Imagine that you are one of the hundreds of millions of people who suffer from depression. Medication hasn't helped you, so you're looking for another treatment option. Something powerful enough to change your mood as soon as you need a lift.
"If a participant experiences a personality change, does this change who they are or dehumanize them by altering their nature?"
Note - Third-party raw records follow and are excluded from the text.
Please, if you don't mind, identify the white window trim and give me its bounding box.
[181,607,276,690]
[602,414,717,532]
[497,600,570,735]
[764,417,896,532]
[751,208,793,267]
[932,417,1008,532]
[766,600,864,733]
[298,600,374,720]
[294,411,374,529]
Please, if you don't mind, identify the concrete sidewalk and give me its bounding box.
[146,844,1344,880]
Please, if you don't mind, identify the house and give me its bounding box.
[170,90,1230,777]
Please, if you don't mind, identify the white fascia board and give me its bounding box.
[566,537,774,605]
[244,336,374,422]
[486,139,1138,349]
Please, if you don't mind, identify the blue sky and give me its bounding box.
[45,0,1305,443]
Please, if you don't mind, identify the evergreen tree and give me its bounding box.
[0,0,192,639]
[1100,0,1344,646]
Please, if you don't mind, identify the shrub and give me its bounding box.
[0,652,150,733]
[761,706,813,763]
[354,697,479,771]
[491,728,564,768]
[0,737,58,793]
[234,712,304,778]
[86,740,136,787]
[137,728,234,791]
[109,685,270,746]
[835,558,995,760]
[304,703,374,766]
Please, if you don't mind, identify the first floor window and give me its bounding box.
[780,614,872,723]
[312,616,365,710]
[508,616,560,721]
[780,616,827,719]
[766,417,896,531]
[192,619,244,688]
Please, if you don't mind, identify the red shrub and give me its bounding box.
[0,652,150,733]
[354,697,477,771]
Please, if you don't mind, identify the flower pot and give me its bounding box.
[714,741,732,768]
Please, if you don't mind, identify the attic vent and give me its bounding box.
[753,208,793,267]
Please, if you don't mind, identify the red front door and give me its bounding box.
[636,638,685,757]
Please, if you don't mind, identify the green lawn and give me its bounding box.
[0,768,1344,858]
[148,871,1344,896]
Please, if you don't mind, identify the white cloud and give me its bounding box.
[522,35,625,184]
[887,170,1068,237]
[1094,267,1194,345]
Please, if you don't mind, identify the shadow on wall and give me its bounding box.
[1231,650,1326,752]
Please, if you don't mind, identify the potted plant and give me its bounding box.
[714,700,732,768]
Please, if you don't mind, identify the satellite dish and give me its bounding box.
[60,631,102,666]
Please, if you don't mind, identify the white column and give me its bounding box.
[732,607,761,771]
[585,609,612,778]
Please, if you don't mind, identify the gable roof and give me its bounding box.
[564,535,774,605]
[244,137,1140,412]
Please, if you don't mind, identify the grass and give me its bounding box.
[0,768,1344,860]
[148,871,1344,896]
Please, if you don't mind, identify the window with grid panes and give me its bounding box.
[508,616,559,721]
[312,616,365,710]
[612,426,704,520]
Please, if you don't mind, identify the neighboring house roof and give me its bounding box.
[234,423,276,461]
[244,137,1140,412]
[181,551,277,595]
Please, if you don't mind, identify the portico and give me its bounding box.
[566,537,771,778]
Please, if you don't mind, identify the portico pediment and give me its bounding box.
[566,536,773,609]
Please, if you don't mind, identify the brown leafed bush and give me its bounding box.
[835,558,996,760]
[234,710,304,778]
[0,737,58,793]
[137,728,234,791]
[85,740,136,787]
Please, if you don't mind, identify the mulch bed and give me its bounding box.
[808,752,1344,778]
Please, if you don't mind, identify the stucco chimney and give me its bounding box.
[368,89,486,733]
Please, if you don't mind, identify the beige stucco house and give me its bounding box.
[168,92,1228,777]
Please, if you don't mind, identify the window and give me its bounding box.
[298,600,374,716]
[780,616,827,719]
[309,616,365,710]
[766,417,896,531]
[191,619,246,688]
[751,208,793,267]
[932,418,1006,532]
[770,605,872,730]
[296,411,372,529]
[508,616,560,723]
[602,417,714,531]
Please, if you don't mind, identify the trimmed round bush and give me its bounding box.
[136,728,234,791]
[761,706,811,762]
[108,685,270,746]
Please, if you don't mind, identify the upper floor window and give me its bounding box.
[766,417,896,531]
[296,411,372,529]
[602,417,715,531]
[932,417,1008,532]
Enter deep brain stimulation: a type of therapy in which one or more electrodes are inserted into your brain and connected to a surgically implanted, battery-operated medical device in your chest. This device, which is approximately the size of a stopwatch, sends electric pulses to a targeted region of your brain. The idea is to control a variety of neurological symptoms that can't be adequately managed by drugs.
Over the last twenty years, deep brain stimulation, known as DBS, has become an efficient and safe alternative for the treatment of chronic neurological diseases such as epilepsy, Parkinson's disease and neuropathic pain. According to the International Neuromodulation Society, there have been more than 80,000 deep brain stimulation implants performed around the world.
The Food and Drug Administration approved DBS as a treatment for essential tremor and Parkinson's in 1997, dystonia in 2003 and obsessive compulsive disorder in 2009. Since doctors can use drugs and treatments "off-label" (not approved by the FDA) to treat patients with any disease, DBS is now also being investigated as a treatment for chronic pain, PTSD and major depression.
And these new applications are raising profound ethical questions about individuality, personality, and even what it means to be human.
"These patients are essentially having a computer that can modify and influence emotional processing, mood and motor outputs inserted into the brain," said Gabriel Lazaro-Munoz, an assistant professor at The Center for Medical Ethics and Health Policy at Baylor College of Medicine. "These responses define us as human beings and dictate our autonomy. If a participant experiences a personality change, does this change who they are or dehumanize them by altering their nature? These are some of the questions we have to consider."
"When we are not in control of ourselves, are we ourselves?"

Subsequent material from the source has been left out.